La declaración se publicará en octubre en la revista de AAP,  Pediatrics .

Según The Christian Post, el documento analiza las formas en que los padres y proveedores de servicios de salud pueden afirmar las elecciones de género de los pacientes, incluyendo alentar a los médicos de atención primaria a instalar baños neutrales en sus oficinas y señales que demuestren que la oficina es LGBT inclusive. La declaración también sugiere que la capacitación en diversidad para los empleados sea “útil para educar al personal clínico y administrativo”.

La AAP también recomienda que los médicos utilicen el término “afirmación de género” en lugar de “transición de género” para analizar las identidades de género de niños y adolescentes.

El Dr. Jason Rafferty, miembro de la Sección de AAP sobre salud y bienestar de lesbianas, gays, bisexuales y transexuales, escribió la guía.

La guía también apoya el uso de tratamientos químicos para detener la pubertad normal, diciendo que esos tratamientos son “reversibles”.

Los tratamientos se pueden usar hasta que el niño tenga 16 años y le da tiempo a la familia para “explorar la identidad de género, acceder a los apoyos psicosociales, desarrollar habilidades de afrontamiento y determinar aún más los objetivos del tratamiento”.

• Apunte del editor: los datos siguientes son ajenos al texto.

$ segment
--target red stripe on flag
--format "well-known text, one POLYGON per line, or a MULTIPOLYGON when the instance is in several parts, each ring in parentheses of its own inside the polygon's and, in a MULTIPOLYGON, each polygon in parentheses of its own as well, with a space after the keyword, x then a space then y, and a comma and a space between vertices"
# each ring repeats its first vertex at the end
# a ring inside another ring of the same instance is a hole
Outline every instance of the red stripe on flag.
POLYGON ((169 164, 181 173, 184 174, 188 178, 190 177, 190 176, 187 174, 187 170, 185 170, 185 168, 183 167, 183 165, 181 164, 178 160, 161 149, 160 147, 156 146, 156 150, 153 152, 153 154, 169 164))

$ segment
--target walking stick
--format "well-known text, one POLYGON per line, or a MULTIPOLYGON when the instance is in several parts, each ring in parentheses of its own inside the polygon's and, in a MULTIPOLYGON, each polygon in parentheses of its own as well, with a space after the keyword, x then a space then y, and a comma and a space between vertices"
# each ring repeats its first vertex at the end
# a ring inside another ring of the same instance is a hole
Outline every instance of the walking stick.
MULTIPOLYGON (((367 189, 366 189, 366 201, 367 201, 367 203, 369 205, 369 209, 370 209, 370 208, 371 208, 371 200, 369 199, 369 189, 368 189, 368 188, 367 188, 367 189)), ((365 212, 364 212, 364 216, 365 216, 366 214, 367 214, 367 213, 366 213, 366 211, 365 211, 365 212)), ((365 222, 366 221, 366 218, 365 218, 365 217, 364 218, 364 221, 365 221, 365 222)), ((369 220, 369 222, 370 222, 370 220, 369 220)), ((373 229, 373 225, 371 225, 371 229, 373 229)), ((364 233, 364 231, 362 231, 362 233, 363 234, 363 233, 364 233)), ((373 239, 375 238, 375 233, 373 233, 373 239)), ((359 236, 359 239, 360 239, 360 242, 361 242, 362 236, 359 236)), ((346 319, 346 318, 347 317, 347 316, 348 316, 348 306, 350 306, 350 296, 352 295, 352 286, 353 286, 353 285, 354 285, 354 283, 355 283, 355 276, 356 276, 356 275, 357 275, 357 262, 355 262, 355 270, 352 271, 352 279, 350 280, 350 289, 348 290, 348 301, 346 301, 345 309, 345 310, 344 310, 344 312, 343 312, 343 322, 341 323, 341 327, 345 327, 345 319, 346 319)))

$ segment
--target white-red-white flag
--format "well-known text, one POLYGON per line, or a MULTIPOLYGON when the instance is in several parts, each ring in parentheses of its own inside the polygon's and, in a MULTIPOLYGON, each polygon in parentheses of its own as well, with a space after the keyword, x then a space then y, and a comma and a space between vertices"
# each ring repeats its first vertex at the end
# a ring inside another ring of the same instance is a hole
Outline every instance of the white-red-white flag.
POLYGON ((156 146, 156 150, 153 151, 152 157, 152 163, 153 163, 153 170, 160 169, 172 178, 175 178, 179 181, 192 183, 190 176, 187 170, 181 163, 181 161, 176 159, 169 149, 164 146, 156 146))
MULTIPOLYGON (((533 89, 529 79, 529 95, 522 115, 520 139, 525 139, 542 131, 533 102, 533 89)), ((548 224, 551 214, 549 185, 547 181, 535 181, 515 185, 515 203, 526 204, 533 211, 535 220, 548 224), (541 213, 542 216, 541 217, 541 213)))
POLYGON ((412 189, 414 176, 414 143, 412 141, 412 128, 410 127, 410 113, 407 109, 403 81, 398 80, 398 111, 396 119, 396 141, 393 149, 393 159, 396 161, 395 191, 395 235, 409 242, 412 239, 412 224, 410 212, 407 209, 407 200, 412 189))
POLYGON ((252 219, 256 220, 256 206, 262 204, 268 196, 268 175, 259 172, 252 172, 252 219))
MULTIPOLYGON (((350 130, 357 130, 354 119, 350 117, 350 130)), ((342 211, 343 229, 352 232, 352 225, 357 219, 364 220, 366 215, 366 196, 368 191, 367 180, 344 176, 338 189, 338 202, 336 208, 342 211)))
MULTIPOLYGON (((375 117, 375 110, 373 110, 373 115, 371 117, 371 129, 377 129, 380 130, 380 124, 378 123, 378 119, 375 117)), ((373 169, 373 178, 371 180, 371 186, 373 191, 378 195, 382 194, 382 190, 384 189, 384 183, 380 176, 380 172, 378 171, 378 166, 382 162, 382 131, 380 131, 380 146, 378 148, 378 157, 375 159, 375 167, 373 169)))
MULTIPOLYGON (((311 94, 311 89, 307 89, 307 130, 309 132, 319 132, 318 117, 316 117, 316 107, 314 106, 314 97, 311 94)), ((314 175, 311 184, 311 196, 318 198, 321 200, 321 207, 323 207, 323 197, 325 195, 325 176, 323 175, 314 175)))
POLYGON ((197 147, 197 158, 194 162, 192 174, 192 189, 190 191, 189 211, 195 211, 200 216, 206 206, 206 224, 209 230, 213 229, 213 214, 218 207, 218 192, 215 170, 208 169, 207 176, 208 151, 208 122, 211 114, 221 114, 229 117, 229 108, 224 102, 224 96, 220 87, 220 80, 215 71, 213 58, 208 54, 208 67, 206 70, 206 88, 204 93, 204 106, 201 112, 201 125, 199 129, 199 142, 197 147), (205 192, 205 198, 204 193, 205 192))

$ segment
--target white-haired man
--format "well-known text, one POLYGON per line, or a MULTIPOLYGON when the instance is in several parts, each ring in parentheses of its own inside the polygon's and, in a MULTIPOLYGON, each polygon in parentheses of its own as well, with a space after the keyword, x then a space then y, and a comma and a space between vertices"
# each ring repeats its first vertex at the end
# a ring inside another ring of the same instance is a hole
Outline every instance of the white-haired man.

“Los datos disponibles revelan que la supresión puberal en niños que se identifican como [transexuales o de género] generalmente conduce a un mejor funcionamiento psicológico en la adolescencia y la adultez temprana”, afirma la guía.

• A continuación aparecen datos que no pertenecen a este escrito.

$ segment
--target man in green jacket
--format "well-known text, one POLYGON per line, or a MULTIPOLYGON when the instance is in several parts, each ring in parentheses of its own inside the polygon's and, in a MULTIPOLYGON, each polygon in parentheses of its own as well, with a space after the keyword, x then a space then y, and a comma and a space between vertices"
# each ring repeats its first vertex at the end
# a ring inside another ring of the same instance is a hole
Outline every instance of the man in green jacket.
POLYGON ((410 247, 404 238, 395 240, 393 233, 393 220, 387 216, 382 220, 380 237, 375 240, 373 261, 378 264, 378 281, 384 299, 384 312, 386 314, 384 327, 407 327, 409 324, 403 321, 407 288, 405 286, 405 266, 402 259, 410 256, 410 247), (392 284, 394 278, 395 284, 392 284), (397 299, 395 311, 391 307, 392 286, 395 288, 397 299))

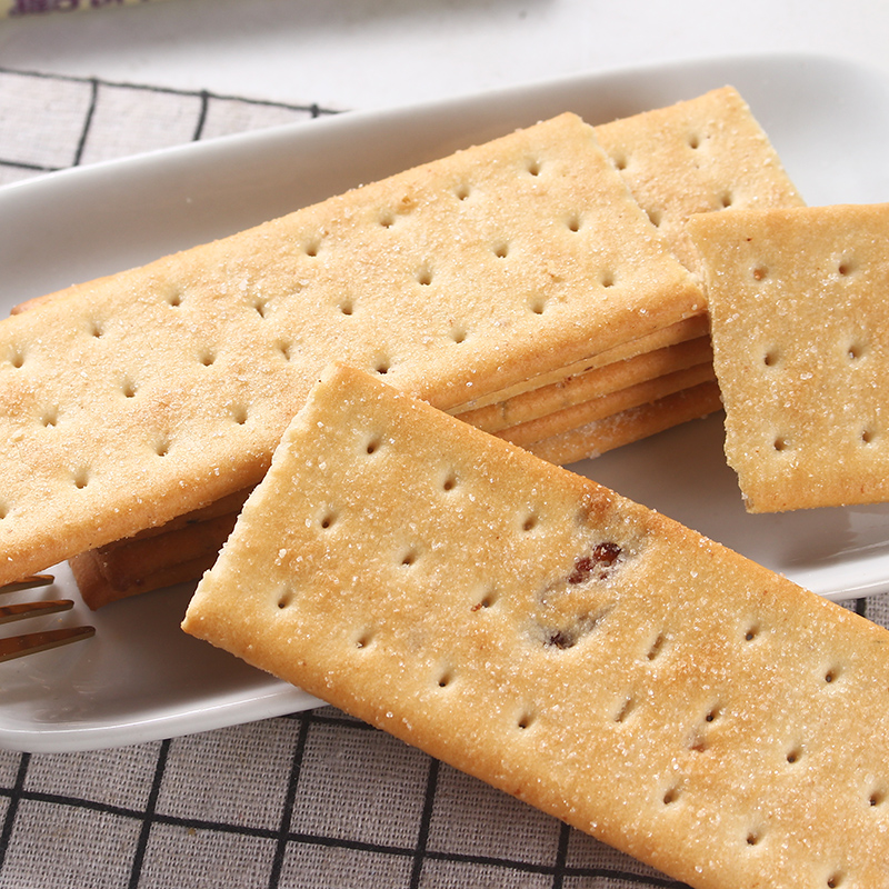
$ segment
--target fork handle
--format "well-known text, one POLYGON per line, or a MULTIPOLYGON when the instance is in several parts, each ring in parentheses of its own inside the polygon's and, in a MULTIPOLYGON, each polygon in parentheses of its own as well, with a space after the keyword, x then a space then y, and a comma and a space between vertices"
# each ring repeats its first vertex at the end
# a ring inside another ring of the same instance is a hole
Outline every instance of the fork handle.
POLYGON ((89 639, 94 635, 94 627, 63 627, 60 630, 44 630, 0 639, 0 662, 46 651, 68 642, 77 642, 80 639, 89 639))

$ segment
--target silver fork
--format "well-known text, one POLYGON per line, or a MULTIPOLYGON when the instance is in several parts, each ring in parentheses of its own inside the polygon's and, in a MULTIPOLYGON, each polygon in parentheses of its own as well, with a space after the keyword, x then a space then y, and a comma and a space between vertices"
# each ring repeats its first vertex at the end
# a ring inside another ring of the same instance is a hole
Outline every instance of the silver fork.
MULTIPOLYGON (((16 592, 18 590, 29 590, 39 587, 48 587, 53 581, 52 575, 34 575, 19 580, 16 583, 7 583, 0 587, 0 595, 16 592)), ((74 603, 71 599, 53 599, 38 602, 14 602, 13 605, 0 606, 0 623, 10 623, 13 620, 40 617, 43 615, 54 615, 59 611, 69 611, 74 603)), ((94 627, 62 627, 57 630, 41 630, 28 632, 21 636, 10 636, 0 639, 0 661, 21 658, 24 655, 33 655, 38 651, 46 651, 49 648, 57 648, 80 639, 89 639, 96 635, 94 627)))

La declaración también dice que el tratamiento químico para detener la pubertad puede ser arriesgado, y dice que “la investigación sobre los riesgos a largo plazo, particularmente en términos de metabolismo óseo y fertilidad, es actualmente limitada y ofrece resultados variados”.

En 2017, investigadores de la Universidad Johns Hopkins y de la Universidad de Washington llamaron a esos tratamientos “radicales” y “experimentales”.

Mientras tanto, el Colegio Estadounidense de Pediatras publicó su propia declaración de política en 2017, diciendo que los doctores, legisladores y educadores deberían “rechazar todas las políticas que condicionan a los niños a aceptar como una vida normal de suplantación química y quirúrgica del sexo opuesto”.